1. Aqueous-based liquid pharmaceutical formulations for oral administration comprising a beta-blocker in dissolved form in an amount of up to 1% by weight, which formulations have a rapid bioavailability.

2. The pharmaceutical formulation according to claim 1, comprising up to 0.5% by weight of a beta-blocker.

3. Pharmaceutical formulation according to one of the preceding claims, comprising bisoprolol as a water-soluble beta-blocker.

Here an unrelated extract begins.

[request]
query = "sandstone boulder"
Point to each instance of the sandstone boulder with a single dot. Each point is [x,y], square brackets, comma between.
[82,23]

4. Pharmaceutical formulation according to one of the preceding claims, additionally comprising a water-soluble thickener.

5. Pharmaceutical formulation according to one of the preceding claims, additionally comprising one or more tastants and/or flavourings.

6. The pharmaceutical formulation according to one of claims 4 or 5, comprising a gelling agent as thickener.

7. The pharmaceutical formulation according to claim 6, comprising from 1% to 10% by weight of a gelling agent.

8. The pharmaceutical formulation according to one of claims 6 or 7, comprising a water-soluble cellulose derivative as a gelling agent.

9. The pharmaceutical formulation according to claim 8, comprising hydroxypropylcellulose as a gelling agent. 10. The pharmaceutical formulation according to claim 8, comprising hydroxypropylmethylcellulose as a gelling agent.

11. Use of a pharmaceutical formulation according to any one of the preceding claims for the manufacture of a medicament for the treatment of cardiovascular disease in an animal.